Saturday, December 11, 2004

Weird people I know

Having weird friends is fun, but unsettling at times. I am not complaining here - thanks to these chaps, I always have funny stories to tell people, but just when I feel confident that nothing these guys can do would surprise me anymore, they rattle the confidence.

A few nights ago, we - Kakkar, Shrik, and yours truly - made one of our too-late-in-the-night-to-be-decent visits to a friend's place, and created enough ruckus to wake her poor husband up, who staggered into the living room with an expression that initially reminded me of what Jack - the chap who climbed all those mutant beanstalks - may have seen when the giant lumbered towards him. The expression changed to one of resigned recognition, and after mumbled hellos and a 'happy birthday' thrown at me, he promptly fell asleep where he sat. Probably because Shrik, within five minutes of arrival, had fallen asleep in the most comfortable
divan in the room, thus preventing the head of the household from roosting in what may have been his favourite spot.

After conversation had died down to the level of discussing the latest game the couple had loaded on their computer, we decided it was a clear cue for us to exit smiling - we gracefully withdrew, with Shrik - fast asleep and grinning from ear to ear - in tow.
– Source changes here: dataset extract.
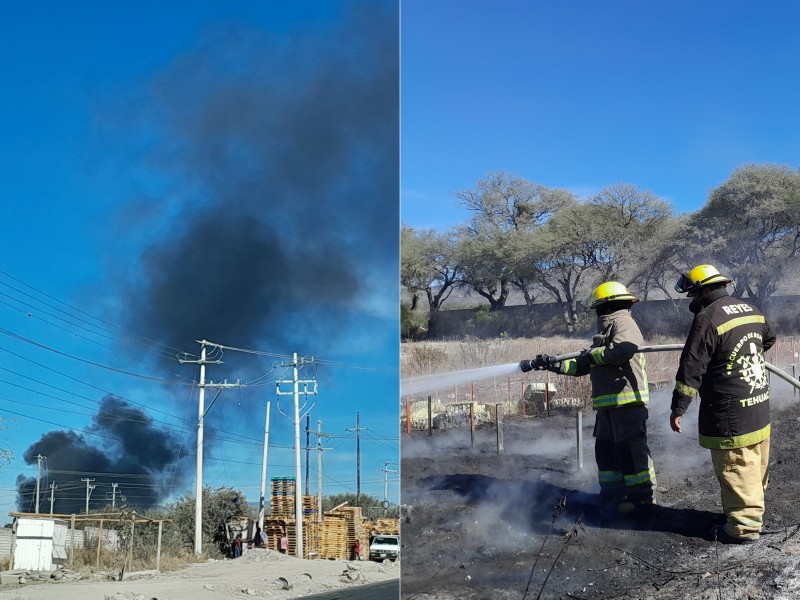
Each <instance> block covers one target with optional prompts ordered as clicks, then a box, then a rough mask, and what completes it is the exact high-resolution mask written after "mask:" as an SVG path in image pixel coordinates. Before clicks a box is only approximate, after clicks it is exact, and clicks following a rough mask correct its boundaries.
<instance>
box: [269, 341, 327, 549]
mask: <svg viewBox="0 0 800 600" xmlns="http://www.w3.org/2000/svg"><path fill="white" fill-rule="evenodd" d="M313 361H314V358H313V357H312V358H308V359H305V358H302V359H300V360H299V361H298V359H297V352H295V353H293V354H292V363H291V365H285V366H291V367H292V379H291V381H289V380H283V379H278V380H276V382H275V384H276V388H275V393H276V395H278V396H279V397H280V396H285V395H289V394H291V395H292V396H293V397H294V416H293V417H292V422H293V423H294V464H295V487H294V517H295V554H296V555H297V557H298V558H303V499H302V497H301V490H302V489H303V486H302V476H303V473H302V469H301V462H300V384H301V383H302V384H303V386H304V392H305V394H306V395H308V394H309V393H311V394H313V395H316V394H317V380H316V379H303V380H302V381H301V380H300V379H299V377H298V373H297V369H298V367H299V366H303V365H306V364H309V363H312V362H313ZM281 383H291V384H292V391H291V392H284V391H281ZM309 383H310V384H313V388H312V391H311V392H309V390H308V384H309ZM303 408H304V409H305V404H304V405H303ZM309 410H310V408H309Z"/></svg>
Kakkar was not one to let a few drinks go to his head - or so I thought until that night - and pulled his car out, turned on the heater, even played some soothing music for Shrik's benefit - the man was continuing his sleep in the back seat... I could not make out if he was still grinning owing to the subdued lighting - and moved on into the cold night, with the usual dogs chasing us on the street.

In Pune, as with any other place in the country, one can always count on dogs chasing all objects that move in the night. It is more or less the dog's birthright to do so, and they have never been discouraged, except perhaps by irate cyclists wearing heavy boots. The dog chasing us was looking at a small period of excitement in a dull night, chasing a car for about twenty metres or so and then returning to its pack with the air of "the triumphant return". It was in for a bit of a surprise. Kakkar, otherwise a tolerant chap, has never liked dogs barking at him, and has on occasion tried to tell this to our neighbour's dog, not that it listened very carefully . Tonight our man decided enough was enough. and before I realized what was happening, we were going in circles, with the dog firmly fixed in the headlamp beams. Now one can imagine the poor animal's shock when the retreating prey turns back and gives it the run of its life, and if it could talk, it would've probably let out a few surprised exclamations, beginning with "What the-" and ending with a string of profanities.
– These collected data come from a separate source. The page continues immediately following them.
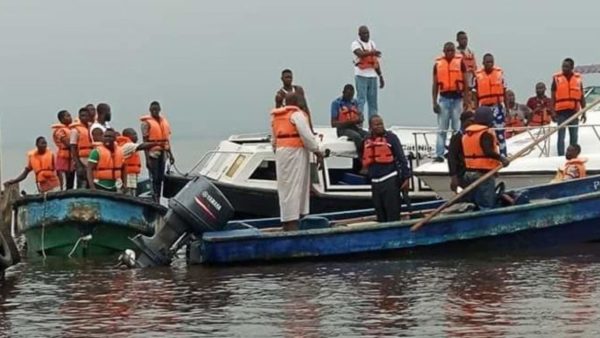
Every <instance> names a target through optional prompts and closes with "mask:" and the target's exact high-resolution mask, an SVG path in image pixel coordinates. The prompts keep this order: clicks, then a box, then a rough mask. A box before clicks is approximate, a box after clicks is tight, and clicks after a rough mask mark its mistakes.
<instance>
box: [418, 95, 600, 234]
mask: <svg viewBox="0 0 600 338" xmlns="http://www.w3.org/2000/svg"><path fill="white" fill-rule="evenodd" d="M599 103H600V99H598V100H596V101H594V102H592V103H591V104H589V105H587V106H586V107H585V108H584V109H582V110H580V111H579V112H577V113H575V114H574V115H573V116H571V117H569V118H568V119H567V120H566V121H565V122H563V123H562V124H561V125H559V126H558V127H556V128H555V129H550V130H549V131H548V132H546V133H545V134H544V135H543V136H542V137H540V138H538V139H537V140H535V141H533V143H531V144H530V145H528V146H527V147H525V148H523V149H521V150H520V151H519V152H517V153H516V154H514V155H513V156H511V157H509V158H508V162H509V163H510V162H512V161H514V160H515V159H517V158H519V157H521V156H522V155H523V154H525V153H527V152H528V151H529V150H531V149H532V148H533V147H535V146H537V145H538V144H540V143H541V142H543V141H544V140H546V139H547V138H549V137H550V136H551V135H552V134H554V133H555V132H556V131H557V130H559V129H561V128H564V127H566V126H568V125H569V123H571V122H572V121H574V120H575V119H577V118H579V116H581V115H583V114H585V113H586V112H587V111H588V110H590V109H591V108H592V107H594V106H596V105H597V104H599ZM502 168H503V165H499V166H497V167H496V168H494V169H492V170H490V171H488V172H487V173H486V174H485V175H483V176H481V177H480V178H479V179H478V180H477V181H475V182H473V183H471V184H470V185H469V186H467V187H466V188H465V189H464V190H463V191H461V192H460V194H457V195H455V196H454V197H453V198H451V199H450V200H448V201H447V202H446V203H444V204H442V205H441V206H440V207H438V208H437V209H435V210H434V211H433V212H432V213H431V214H429V215H427V217H425V218H423V219H422V220H421V221H419V222H418V223H417V224H415V225H413V226H412V228H410V230H411V231H416V230H418V229H419V228H420V227H422V226H423V225H425V224H426V223H427V222H429V221H431V219H432V218H434V217H435V216H437V215H438V214H439V213H440V212H442V210H444V209H446V208H447V207H449V206H451V205H452V204H454V203H456V201H458V200H459V199H461V198H463V197H464V196H465V195H467V194H468V193H470V192H471V191H473V190H474V189H475V188H477V187H478V186H479V185H480V184H481V183H483V182H484V181H486V180H487V179H488V178H490V177H492V176H493V175H495V174H496V173H497V172H498V171H499V170H500V169H502Z"/></svg>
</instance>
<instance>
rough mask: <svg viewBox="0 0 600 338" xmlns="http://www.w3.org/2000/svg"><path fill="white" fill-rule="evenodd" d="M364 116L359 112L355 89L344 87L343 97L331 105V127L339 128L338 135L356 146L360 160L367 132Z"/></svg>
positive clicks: (342, 96)
mask: <svg viewBox="0 0 600 338" xmlns="http://www.w3.org/2000/svg"><path fill="white" fill-rule="evenodd" d="M363 120H364V118H363V114H362V113H361V112H360V111H358V103H357V101H356V100H355V99H354V87H353V86H352V85H351V84H347V85H345V86H344V90H343V92H342V96H341V97H339V98H337V99H335V100H334V101H333V102H332V103H331V126H332V127H334V128H337V135H338V137H340V136H346V137H348V139H349V140H350V141H352V142H354V145H355V146H356V153H357V155H358V158H360V157H361V156H362V147H363V139H364V138H365V136H367V134H368V133H367V132H366V131H365V130H363V129H362V124H363Z"/></svg>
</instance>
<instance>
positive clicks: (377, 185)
mask: <svg viewBox="0 0 600 338" xmlns="http://www.w3.org/2000/svg"><path fill="white" fill-rule="evenodd" d="M371 193H372V196H373V205H374V206H375V214H376V215H377V222H393V221H398V220H400V204H401V203H402V202H401V199H400V182H399V179H398V176H394V177H390V178H388V179H387V180H385V181H383V182H377V183H376V182H373V183H371Z"/></svg>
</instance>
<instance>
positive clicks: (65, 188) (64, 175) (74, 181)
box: [58, 171, 75, 190]
mask: <svg viewBox="0 0 600 338" xmlns="http://www.w3.org/2000/svg"><path fill="white" fill-rule="evenodd" d="M58 174H59V175H62V177H63V182H64V183H65V189H66V190H71V189H73V187H74V186H75V172H74V171H61V172H59V173H58Z"/></svg>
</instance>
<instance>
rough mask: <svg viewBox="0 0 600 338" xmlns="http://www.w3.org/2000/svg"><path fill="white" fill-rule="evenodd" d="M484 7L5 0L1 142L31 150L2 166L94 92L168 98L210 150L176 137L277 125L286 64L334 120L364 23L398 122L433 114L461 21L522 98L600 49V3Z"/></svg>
mask: <svg viewBox="0 0 600 338" xmlns="http://www.w3.org/2000/svg"><path fill="white" fill-rule="evenodd" d="M484 6H485V7H482V3H481V2H479V1H472V0H457V1H453V2H452V3H440V2H438V1H421V2H410V4H407V3H405V2H399V1H373V2H371V3H369V6H368V10H364V9H362V7H365V3H364V2H359V1H355V0H350V1H327V2H323V1H304V2H301V3H300V2H282V1H221V2H205V1H191V0H188V1H168V2H167V1H156V0H154V1H146V0H145V1H139V0H136V1H116V0H107V1H102V2H89V1H85V2H83V1H77V2H75V1H64V0H58V1H51V2H50V1H41V0H38V1H25V0H24V1H2V2H0V41H2V52H1V53H0V63H1V64H2V65H3V69H2V72H1V73H0V74H2V76H1V80H0V83H1V87H0V114H1V116H2V120H1V123H2V125H1V126H0V128H1V129H2V141H3V146H4V147H5V148H9V149H10V151H9V152H10V153H12V152H13V151H16V152H17V153H19V154H20V153H22V155H19V157H16V159H15V158H9V159H8V162H9V163H5V164H4V169H5V170H4V173H3V175H4V177H3V179H6V178H7V176H14V175H16V174H17V173H18V171H19V170H20V168H22V166H23V164H24V163H22V162H23V161H24V150H25V149H26V148H31V147H32V146H33V140H34V139H35V137H36V136H38V135H46V136H49V134H50V133H49V131H50V129H49V126H50V125H51V124H53V123H54V122H55V120H56V113H57V112H58V111H59V110H60V109H68V110H69V111H70V112H71V113H72V114H76V112H77V109H78V108H79V107H80V106H82V105H85V104H87V103H89V102H92V103H99V102H108V103H109V104H110V105H111V106H112V109H113V124H114V125H115V126H116V127H117V128H118V129H122V128H124V127H129V126H133V127H136V129H139V127H138V125H139V121H138V119H139V116H140V115H141V114H143V113H145V111H146V110H147V107H148V104H149V103H150V102H151V101H153V100H158V101H160V102H161V103H162V105H163V109H164V112H165V113H166V114H167V116H168V117H169V119H170V121H171V124H172V125H173V130H174V133H175V135H174V147H175V151H176V154H177V155H179V157H180V158H181V157H182V156H185V157H189V156H191V157H194V156H195V157H196V158H197V157H198V154H195V152H194V149H178V147H177V142H178V140H180V141H181V142H182V143H183V141H185V142H186V143H191V142H192V141H193V140H196V139H197V140H206V139H209V140H217V139H220V138H223V137H225V136H227V135H229V134H232V133H242V132H259V131H266V130H267V129H268V126H269V116H268V112H269V110H270V109H271V107H272V105H273V96H274V93H275V91H276V90H277V89H278V88H279V87H280V85H281V84H280V80H279V77H280V72H281V70H282V69H284V68H291V69H292V70H293V71H294V75H295V82H296V83H297V84H300V85H302V86H303V87H304V88H305V90H306V92H307V96H308V100H309V104H310V107H311V110H312V111H313V114H314V119H315V121H316V122H317V123H318V124H328V122H329V104H330V102H331V100H333V99H334V98H335V97H337V96H339V94H340V92H341V89H342V87H343V85H344V84H346V83H354V80H353V68H352V54H351V51H350V44H351V42H352V41H353V40H355V39H356V32H357V27H358V26H359V25H361V24H366V25H368V26H369V27H370V29H371V37H372V39H373V40H374V41H375V42H376V43H377V45H378V47H379V49H380V50H382V51H383V59H382V67H383V72H384V76H385V79H386V88H385V89H384V90H382V91H380V93H379V96H380V102H379V105H380V113H381V115H383V117H384V119H385V121H386V124H388V125H392V124H394V125H424V126H433V125H435V115H434V114H433V113H432V112H431V99H430V87H431V67H432V64H433V60H434V58H435V57H436V56H437V55H438V54H440V51H441V47H442V45H443V43H444V42H446V41H454V40H455V34H456V32H457V31H458V30H465V31H466V32H467V33H468V34H469V38H470V47H472V49H473V50H474V51H475V53H476V55H477V58H478V62H479V63H480V59H481V56H482V55H483V54H484V53H486V52H491V53H493V54H494V55H495V57H496V63H497V65H499V66H500V67H502V68H503V69H504V70H505V74H506V78H507V82H508V84H509V86H510V87H511V88H512V89H513V90H515V92H516V94H517V99H518V101H521V102H522V101H524V100H525V99H526V98H527V97H529V96H530V95H532V94H533V91H534V89H533V88H534V85H535V83H536V82H538V81H544V82H546V83H548V82H549V81H550V78H551V76H552V74H553V73H554V72H555V71H557V70H558V69H559V67H560V63H561V61H562V59H564V58H565V57H572V58H574V59H575V61H576V63H577V64H589V63H596V62H598V61H599V60H598V55H599V54H600V53H599V50H598V49H599V48H598V47H597V46H596V45H594V44H593V43H592V40H591V39H592V38H593V36H595V35H594V33H596V32H598V31H599V29H598V28H599V25H600V24H599V23H598V22H599V20H598V19H597V15H596V13H598V9H600V3H595V2H584V1H571V2H568V3H566V4H565V3H564V2H561V1H557V0H552V1H545V2H543V6H542V3H538V2H525V1H517V0H507V1H502V2H498V3H490V4H487V3H486V4H485V5H484ZM462 17H467V18H468V20H466V19H462ZM585 81H586V83H587V84H592V83H593V81H597V78H595V77H592V78H589V77H586V79H585ZM199 142H200V141H199ZM5 152H6V150H5ZM15 156H16V154H15ZM7 157H9V156H7ZM11 157H12V155H11ZM15 160H18V161H20V162H15ZM5 162H7V160H5Z"/></svg>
Now like I said, the transition from the chased to the chaser was so sudden that I had only time to hold on to the B-pillar, exclaim "What the-" and let out a string of profanities. But I am an ordinary chap whose idea of excellent physical shape is being able to walk down two flights of stairs to my bike and back. Shrik, on the other hand, bench-presses pickup trucks and bicycles down the length of the Konkan coast before breakfast. Thus he has always had amazingly low response times to sudden changes in motion/mood/relative humidity and so on. Thus, while I was still trying to realize what the heck was going on, Shrik had got an immediate grasp of the situation, and
laughed. I mean, not the hysterical laughs that I heard myself laugh when I went down one of those slippery tubes to hell in one of those amusement parks, but the real thing. The laughter seemed to indicate that he regarded chasing dogs down streets in the middle of the night, scaring them out of their wits, as a fine idea.

Now if I'm conveying the idea that these people are the animal cruelty sponsors, I'm not good at this. No, they are otherwise nice to animals, and some people as well. Kakkar, for example, was careful not to catch up with the dog, though it may have been for the fun of prolonging the race, and once he got bored of the activity, we had an uneventful ride back to my place, barring the few detours to put other errant dogs in their place.

The neighbour's dog still barks at Kakkar. Thankfully the fence is high. Too high for Kakkar.